I don’t think I’ve done these in previous years, but they seem to be a thing this year and according to todoist I’m due a blog post (overdue by 3 days actually), so here we go.

So… 2015. That was a weird year, huh?

This year I have:

  1. Moved country (again)
  2. Upgraded my internet celebrity status from D-list to C minus-list if you’re in specific niches
  3. Earned precisely £0 (note: This is a slight technicality).

What happened?

Well, if you may recall, in 2014 I moved to Zurich to work for Google. Despite what people thought from the timing of the post, this was not an April fools joke but an actual thing.

It didn’t really work out and I lasted about 6 months. For a variety of reasons, Google was not a good environment for me, and between that and it hampering my ability to work on my own stuff in my spare time, I got a lovely inside view of what happens when the sub-clinical depression I’ve been mostly coping with all my life removes the ‘sub-‘ from its name (OK, I didn’t actually get diagnosed, because I figured out how to self-medicate through a judicious application of quitting my job instead).
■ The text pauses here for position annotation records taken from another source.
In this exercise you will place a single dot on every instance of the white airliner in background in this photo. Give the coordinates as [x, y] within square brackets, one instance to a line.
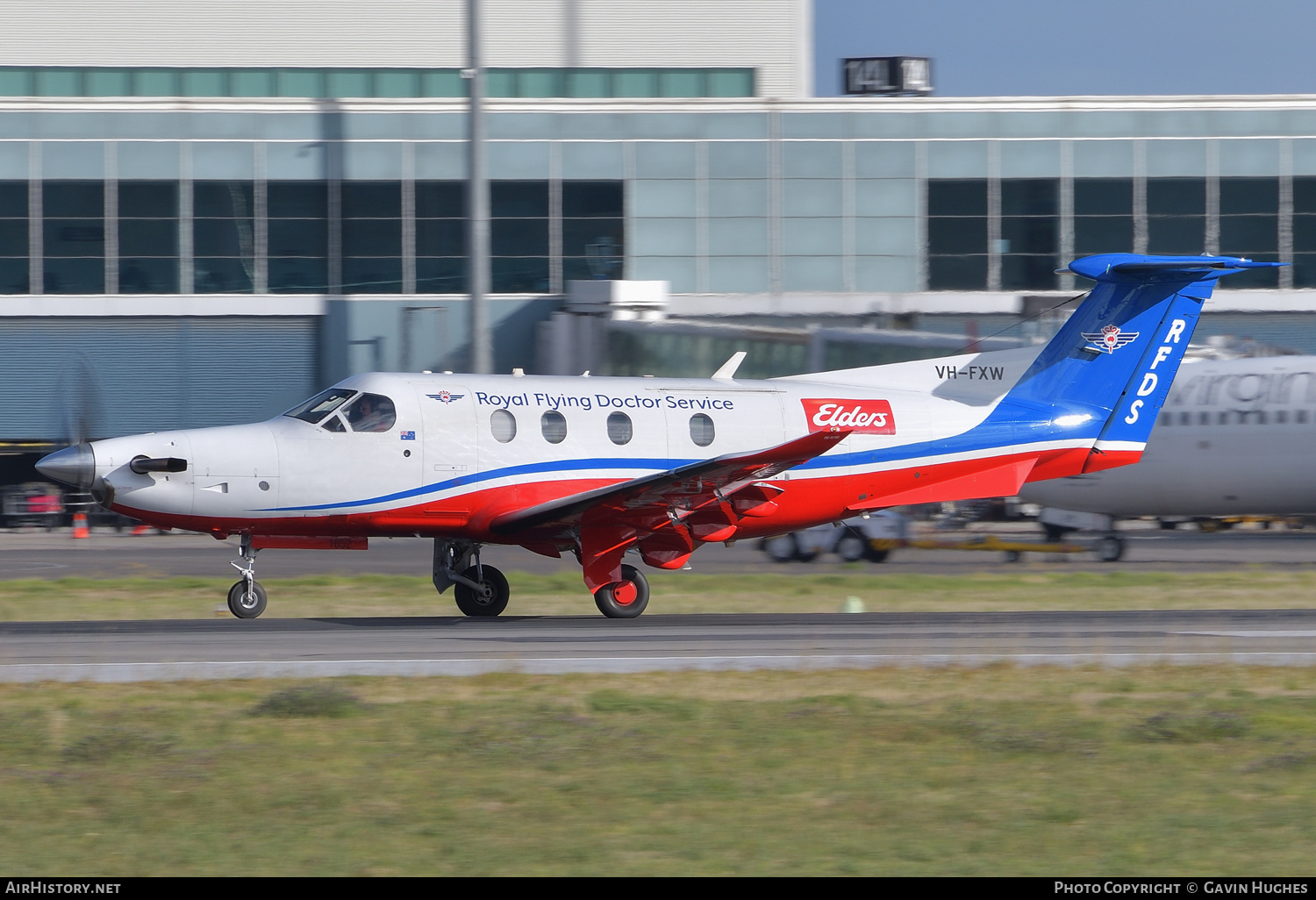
[1234, 439]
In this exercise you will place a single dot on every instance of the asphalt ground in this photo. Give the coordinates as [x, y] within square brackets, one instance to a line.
[221, 649]
[112, 554]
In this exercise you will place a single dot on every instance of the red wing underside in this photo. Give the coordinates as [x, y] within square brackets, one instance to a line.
[663, 515]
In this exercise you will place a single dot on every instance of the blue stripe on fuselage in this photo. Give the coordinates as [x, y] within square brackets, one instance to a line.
[1000, 429]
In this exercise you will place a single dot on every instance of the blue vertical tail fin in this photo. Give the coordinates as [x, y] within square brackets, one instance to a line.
[1107, 371]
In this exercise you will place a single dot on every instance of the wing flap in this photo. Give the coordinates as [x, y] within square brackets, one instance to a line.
[699, 479]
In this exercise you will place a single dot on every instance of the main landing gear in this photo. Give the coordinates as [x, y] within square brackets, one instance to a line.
[247, 597]
[482, 589]
[479, 589]
[624, 599]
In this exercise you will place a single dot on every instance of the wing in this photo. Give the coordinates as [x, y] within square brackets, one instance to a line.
[662, 513]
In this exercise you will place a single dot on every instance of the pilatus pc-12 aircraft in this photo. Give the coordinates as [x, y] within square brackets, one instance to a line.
[603, 466]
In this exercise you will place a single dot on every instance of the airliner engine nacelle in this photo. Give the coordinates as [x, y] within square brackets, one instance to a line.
[599, 468]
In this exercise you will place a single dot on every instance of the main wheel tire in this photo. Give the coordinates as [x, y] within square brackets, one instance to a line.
[624, 599]
[247, 604]
[1110, 547]
[852, 546]
[783, 547]
[489, 602]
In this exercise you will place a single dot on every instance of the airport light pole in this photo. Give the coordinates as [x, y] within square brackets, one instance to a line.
[478, 197]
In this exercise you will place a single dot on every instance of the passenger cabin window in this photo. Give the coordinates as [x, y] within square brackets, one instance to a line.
[320, 405]
[619, 428]
[554, 426]
[503, 425]
[371, 412]
[700, 429]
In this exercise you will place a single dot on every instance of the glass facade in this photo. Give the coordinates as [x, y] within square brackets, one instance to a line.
[224, 237]
[147, 237]
[373, 237]
[713, 197]
[157, 82]
[291, 236]
[13, 237]
[74, 236]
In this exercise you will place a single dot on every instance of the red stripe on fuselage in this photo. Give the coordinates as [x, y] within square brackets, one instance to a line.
[805, 502]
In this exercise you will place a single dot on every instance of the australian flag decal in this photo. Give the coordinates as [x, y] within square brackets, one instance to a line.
[1108, 339]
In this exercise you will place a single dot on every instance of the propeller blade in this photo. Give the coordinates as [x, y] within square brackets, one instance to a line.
[163, 465]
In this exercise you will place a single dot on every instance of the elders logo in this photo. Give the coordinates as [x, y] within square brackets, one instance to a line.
[858, 416]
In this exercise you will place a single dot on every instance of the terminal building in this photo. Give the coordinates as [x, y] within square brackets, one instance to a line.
[207, 216]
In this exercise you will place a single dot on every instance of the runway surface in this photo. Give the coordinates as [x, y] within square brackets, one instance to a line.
[175, 650]
[108, 554]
So, starting the new year unemployed was pretty great, even if I was still in one of the most expensive cities in the world.

I’d intended to work on a variety of projects, and actually spent the initial part of the year brushing up on combinatorial optimisation and learning about integer programming. But I had this weird little project called Hypothesis that I’d written back in 2013 to learn Python, and for some weird reason people had started using it, so I thought I might fix a few bugs, maybe work on some features, etc.

So, um, yeah.

For me 2015 has basically been the year of Hypothesis. This was very much not intended from the outset. I originally intended to put in a couple months work on it. I even made a concerted decision to give it up. Now I’m building a business around it.

It’s been an interesting experience for a number of reasons. It involves research to solve practical problems, randomized algorithms, combinatorial optimization, API design, coming up with good abstractions, and software quality. All it needs is voting to become my ideal project.

…voting and financial viability that is. Which is why I’m trying to build a business around it.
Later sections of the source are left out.